HAVING grown up in the idyllic Côte d’Azur town of Antibes, Yann Gonzalez’s journey to the Cannes Film Festival was a relatively short one.
“I went to high school in Cannes so I had the chance to go very early to the film festival,” he recalls. “I think the first time it was at the age of 14 or 15, and it was amazing to go to the festival at such a young age. It was such a boring city so when the festival was coming it was like the big event.”
From 2006 to 2012, a number of his short films played the festival’s sidebar events Critics Week and Director’s Fortnight before his feature-length debut launched at Critics Week. Perplexingly described as a French sex comedy, those expecting a Gallic Carry on up the Côte will find You and The Night a far more mysterious, surreal and sensual proposition.
“I had the most perfect childhood and teenage years,” he reminiscences. “Everything was very quiet and very, very happy. So yeah, I don’t know where I dig these nightmares of mine from. Happily I don’t have any trauma,” he assures.
You and The Night has its moments of darkness and angst but the film, which sees characters known only as The Slut, The Star, The Stud and The Teen rendezvous at an apartment for an orgy, is also loaded with hope, beauty and possibility.

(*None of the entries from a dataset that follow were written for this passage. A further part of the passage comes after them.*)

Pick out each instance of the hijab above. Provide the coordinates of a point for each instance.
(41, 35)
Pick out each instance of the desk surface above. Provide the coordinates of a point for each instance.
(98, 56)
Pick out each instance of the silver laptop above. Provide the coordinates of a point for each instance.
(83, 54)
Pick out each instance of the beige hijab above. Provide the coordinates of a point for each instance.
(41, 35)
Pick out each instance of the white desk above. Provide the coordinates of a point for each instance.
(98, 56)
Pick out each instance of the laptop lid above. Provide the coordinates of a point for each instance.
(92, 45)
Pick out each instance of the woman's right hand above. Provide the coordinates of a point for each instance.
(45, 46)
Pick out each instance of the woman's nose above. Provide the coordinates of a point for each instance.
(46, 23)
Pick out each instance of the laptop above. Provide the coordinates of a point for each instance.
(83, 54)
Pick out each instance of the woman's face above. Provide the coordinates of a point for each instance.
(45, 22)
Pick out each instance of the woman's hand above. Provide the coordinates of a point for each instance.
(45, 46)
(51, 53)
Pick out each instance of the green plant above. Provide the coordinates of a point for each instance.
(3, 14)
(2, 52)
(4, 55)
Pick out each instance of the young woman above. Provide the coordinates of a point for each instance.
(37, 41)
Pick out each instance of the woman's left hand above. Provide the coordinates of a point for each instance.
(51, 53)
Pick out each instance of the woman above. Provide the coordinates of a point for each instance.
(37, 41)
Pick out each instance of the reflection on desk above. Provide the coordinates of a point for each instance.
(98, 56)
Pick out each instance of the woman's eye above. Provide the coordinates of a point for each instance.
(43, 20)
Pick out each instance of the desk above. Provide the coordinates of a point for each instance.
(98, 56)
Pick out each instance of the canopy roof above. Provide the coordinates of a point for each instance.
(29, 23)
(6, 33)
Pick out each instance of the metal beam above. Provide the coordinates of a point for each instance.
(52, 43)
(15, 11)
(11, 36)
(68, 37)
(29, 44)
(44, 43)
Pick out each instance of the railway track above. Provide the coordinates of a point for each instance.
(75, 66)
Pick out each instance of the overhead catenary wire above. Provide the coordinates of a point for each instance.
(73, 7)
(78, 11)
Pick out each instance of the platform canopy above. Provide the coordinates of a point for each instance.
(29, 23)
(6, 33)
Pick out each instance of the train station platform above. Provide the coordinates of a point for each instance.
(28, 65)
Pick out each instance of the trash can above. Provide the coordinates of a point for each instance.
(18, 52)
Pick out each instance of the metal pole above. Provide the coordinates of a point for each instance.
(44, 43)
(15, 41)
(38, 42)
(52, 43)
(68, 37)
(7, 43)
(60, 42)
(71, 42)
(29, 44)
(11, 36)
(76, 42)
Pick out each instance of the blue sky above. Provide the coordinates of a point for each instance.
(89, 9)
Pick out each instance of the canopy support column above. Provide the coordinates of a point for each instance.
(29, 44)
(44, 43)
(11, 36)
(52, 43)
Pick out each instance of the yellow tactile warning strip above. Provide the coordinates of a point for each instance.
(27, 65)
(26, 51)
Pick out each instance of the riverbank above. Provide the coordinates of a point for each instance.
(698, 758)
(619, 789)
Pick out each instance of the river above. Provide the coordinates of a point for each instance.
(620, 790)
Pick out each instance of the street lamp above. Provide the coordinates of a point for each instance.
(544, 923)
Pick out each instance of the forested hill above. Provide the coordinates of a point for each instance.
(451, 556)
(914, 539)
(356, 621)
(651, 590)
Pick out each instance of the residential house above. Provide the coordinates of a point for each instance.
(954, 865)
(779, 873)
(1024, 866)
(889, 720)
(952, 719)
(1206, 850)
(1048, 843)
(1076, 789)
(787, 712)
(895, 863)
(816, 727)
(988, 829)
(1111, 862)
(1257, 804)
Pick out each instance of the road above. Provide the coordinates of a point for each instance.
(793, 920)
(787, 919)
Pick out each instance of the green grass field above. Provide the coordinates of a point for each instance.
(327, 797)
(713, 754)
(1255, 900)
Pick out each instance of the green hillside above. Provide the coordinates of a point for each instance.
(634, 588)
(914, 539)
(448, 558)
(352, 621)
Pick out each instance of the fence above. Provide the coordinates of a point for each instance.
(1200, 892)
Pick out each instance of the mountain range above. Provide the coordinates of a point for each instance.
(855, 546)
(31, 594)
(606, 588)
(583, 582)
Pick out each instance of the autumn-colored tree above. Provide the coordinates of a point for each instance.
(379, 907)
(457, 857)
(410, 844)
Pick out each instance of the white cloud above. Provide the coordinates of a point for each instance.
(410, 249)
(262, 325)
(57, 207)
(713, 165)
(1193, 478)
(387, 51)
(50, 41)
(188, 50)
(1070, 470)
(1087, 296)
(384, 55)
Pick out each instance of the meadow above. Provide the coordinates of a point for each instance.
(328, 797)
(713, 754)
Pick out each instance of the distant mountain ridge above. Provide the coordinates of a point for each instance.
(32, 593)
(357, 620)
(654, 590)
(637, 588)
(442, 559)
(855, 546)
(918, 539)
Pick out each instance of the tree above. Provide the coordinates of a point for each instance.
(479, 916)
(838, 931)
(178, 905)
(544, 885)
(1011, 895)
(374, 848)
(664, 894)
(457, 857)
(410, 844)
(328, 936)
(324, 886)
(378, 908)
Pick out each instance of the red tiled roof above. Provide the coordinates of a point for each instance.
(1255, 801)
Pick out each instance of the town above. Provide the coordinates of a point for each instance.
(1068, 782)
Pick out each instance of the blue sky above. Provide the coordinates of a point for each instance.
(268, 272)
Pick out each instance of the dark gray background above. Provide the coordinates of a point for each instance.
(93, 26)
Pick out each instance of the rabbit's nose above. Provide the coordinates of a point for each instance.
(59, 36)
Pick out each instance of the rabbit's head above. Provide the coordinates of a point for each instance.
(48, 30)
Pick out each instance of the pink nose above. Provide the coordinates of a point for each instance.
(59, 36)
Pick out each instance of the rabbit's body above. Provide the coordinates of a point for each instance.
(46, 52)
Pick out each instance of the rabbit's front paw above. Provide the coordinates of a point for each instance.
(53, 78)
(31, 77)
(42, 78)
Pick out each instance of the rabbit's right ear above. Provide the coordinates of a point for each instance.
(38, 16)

Gonzalez concurs: “Because otherwise, you spend three or four years in the making of the film, so if you don’t have any hope at the end of the tunnel it’s terrible. How can you hang on to this dream, to this film, without any light?”
A triumph of imagination and resourcefulness over budgetary constraints, You and The Night transcends these limitations to deliver a number of highly stylised but visually stunning set pieces.
What will get tongues wagging however is its inspired casting, which features a memorable cameo from Betty Blue star Béatrice Dalle and a hilarious turn from Eric Cantona as the well-endowed Stud.
Says Gonzalez: “Having Eric Cantona on my set was a dream. I never thought I would have him and to my surprise he read the screenplay. Actually, it was my short films which made him decide to make the film, not the screenplay. I think he didn’t give a shit about the screenplay. He wanted to see my previous work and to him that’s the important thing.
“It’s the same thing for Béatrice Dalle, for instance. She never reads screenplays; she only wants to see the films you’ve made before. So that was very brave of her because before I had only made short films. And to the end she never read the screenplay. She discovered the film at the festival and she didn’t know what was going to be on the screen besides her sequence, which she read at the last minute, maybe one week before we shot it. I think she was quite surprised,” he laughs incredulously. “I think she wondered if it was really a good idea to make this fucking film.”
Another strong presence in the film is the soundtrack, provided by his brother Anthony from the band M83.“To me the music is really the soul of the film. It’s everything which is not said by the characters but that you can feel without putting a word in to it,” says Gonzalez.